Olhei para Edward, deitado sobre a minha barriga. Ainda estávamos nus e eu adorava a visão que tinha dele. Estendi a mão a desarrumei seus cabelos, observando sua cor peculiar e maravilhosa. Ele olhou para mim, sorrindo.
– Sabe que eu acho que você vai ser uma ótima mãe? – Ele perguntou.
– Acha?
– Claro que acho. Se você proteger essa criança do jeito que você protege a mim... Bom, nada de mal pode acontecer com ela. – Ele disse e beijou a minha barriga, subindo por ela até o vão entre meus seios. Então apoiou o queixo ali e ficou me olhando.
– Obrigada. E eu acho que você será um pai perfeito. – Eu disse, me sentindo mais sentimental agora do que em toda a minha vida. Tinha que aproveitar esse meu momento de fraqueza para fazer com que Edward entendesse o que ele significava para mim, embora não tivesse certeza se poderia colocar tudo em palavras exatamente.
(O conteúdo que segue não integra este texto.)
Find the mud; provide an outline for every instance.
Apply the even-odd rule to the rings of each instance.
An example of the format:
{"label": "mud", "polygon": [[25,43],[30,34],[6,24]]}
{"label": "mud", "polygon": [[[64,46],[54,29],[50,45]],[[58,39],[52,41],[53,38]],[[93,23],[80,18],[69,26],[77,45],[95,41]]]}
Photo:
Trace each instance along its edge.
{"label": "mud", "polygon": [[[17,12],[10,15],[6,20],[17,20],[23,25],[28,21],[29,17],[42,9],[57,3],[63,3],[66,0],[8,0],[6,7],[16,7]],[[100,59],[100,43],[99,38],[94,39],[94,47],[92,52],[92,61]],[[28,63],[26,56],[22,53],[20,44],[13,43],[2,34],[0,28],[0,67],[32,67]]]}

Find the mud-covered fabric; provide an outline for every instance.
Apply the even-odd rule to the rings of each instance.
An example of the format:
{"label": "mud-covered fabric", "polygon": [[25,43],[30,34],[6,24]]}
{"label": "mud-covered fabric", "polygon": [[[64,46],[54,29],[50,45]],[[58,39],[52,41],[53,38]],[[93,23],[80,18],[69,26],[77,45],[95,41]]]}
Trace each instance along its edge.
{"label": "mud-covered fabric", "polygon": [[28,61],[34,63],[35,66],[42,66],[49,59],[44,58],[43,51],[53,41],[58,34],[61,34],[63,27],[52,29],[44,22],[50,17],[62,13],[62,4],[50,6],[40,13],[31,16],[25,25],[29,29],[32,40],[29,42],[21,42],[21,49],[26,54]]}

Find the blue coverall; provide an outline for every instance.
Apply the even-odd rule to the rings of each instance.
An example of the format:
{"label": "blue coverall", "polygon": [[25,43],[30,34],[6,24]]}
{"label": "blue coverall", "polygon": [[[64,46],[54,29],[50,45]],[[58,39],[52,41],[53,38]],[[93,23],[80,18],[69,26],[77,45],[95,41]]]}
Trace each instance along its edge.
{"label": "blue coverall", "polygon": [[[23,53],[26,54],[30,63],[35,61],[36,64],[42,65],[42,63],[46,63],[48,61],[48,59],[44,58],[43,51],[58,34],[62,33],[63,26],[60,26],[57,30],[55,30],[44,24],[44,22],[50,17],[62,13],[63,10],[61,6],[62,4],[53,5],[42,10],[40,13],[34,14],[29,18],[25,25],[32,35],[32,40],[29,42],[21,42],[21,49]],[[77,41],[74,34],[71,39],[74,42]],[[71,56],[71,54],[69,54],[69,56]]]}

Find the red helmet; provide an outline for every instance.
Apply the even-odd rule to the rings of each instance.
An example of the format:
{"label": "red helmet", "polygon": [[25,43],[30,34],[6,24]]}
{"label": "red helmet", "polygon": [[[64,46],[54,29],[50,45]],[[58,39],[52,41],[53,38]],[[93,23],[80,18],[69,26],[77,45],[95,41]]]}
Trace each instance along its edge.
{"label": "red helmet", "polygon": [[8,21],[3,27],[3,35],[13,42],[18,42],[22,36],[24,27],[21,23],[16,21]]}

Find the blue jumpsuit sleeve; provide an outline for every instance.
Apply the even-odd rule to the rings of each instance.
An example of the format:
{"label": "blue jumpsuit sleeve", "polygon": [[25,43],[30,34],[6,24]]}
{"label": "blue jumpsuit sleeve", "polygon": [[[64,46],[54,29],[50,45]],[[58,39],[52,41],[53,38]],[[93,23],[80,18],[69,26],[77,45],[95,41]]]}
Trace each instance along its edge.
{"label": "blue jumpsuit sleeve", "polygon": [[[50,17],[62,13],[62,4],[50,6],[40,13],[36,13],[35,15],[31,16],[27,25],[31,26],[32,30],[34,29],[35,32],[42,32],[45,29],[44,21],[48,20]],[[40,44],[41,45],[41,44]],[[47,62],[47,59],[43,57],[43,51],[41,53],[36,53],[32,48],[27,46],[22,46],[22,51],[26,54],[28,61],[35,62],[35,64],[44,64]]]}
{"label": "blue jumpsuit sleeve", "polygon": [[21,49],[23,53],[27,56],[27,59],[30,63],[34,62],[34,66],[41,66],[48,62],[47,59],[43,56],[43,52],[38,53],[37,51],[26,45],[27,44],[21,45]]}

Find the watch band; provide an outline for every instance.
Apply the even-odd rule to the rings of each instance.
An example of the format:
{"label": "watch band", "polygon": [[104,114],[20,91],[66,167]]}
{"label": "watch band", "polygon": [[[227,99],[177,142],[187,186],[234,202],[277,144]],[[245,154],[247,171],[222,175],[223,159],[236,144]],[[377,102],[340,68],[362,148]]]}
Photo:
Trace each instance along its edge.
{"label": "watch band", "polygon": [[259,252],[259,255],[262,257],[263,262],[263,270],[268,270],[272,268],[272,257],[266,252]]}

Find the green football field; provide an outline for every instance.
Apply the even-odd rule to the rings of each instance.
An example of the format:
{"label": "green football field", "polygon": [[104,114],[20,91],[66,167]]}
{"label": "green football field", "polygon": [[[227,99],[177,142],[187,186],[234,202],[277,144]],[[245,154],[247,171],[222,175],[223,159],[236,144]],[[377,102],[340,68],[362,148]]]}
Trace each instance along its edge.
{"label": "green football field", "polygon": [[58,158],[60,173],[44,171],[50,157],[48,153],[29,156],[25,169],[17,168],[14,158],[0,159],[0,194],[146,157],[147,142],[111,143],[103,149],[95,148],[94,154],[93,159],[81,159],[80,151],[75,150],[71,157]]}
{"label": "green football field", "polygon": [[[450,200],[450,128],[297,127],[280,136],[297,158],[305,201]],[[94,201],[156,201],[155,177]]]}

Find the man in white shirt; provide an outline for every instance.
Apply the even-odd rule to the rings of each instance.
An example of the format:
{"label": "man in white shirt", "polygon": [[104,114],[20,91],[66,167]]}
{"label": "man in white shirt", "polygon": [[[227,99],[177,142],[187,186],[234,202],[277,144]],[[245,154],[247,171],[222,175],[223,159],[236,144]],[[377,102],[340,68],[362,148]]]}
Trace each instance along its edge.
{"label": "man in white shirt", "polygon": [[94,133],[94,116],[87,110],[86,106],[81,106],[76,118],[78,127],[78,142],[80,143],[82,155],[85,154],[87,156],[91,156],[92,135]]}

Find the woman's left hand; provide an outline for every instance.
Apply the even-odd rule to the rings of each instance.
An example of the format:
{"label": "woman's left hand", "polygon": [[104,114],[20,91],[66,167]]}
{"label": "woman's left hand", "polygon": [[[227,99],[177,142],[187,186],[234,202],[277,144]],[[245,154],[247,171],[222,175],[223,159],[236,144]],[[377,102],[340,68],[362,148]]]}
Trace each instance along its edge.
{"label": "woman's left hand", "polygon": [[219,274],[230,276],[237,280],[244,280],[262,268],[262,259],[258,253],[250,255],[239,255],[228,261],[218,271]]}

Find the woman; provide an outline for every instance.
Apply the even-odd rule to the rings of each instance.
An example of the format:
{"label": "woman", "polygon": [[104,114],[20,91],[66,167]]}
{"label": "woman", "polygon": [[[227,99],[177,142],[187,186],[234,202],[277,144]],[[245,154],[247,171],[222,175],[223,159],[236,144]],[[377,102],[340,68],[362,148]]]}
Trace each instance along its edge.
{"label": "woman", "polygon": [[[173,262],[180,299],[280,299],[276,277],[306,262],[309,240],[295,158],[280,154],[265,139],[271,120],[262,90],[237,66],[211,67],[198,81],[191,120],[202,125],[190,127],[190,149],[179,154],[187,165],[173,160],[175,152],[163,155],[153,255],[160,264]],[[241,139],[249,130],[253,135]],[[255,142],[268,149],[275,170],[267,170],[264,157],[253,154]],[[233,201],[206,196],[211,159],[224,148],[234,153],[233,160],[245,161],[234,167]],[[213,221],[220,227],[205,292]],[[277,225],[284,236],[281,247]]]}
– Você tem ideia do que nós estamos compartilhando agora, Isie? – Ele perguntou, parecendo pensativo. – Eu nunca havia imaginado isso para nós. Quero dizer, nos conhecemos há tão pouco tempo!
– Eu sei, mas já parece que faz séculos. – Eu falei. Em seguida mordi os lábios. – Edward... Você sabe que eu gosto de você, não é?
– Mais ou menos. Eu não te irrito? – Ele quis saber, sorrindo.
– Não muito. – Fiz uma careta engraçada e ele riu. Fiquei séria novamente. – Eu gosto mesmo de você.
– Eu também gosto de você. Mais do que tudo na minha vida. – Ele disse, seus grandes olhos azuis enxergando a minha alma por trás dos meus olhos.
Então Edward voltou a me beijar, mais apaixonadamente do que nunca antes. Creio que ele havia entendido o que eu queria dizer muito bem.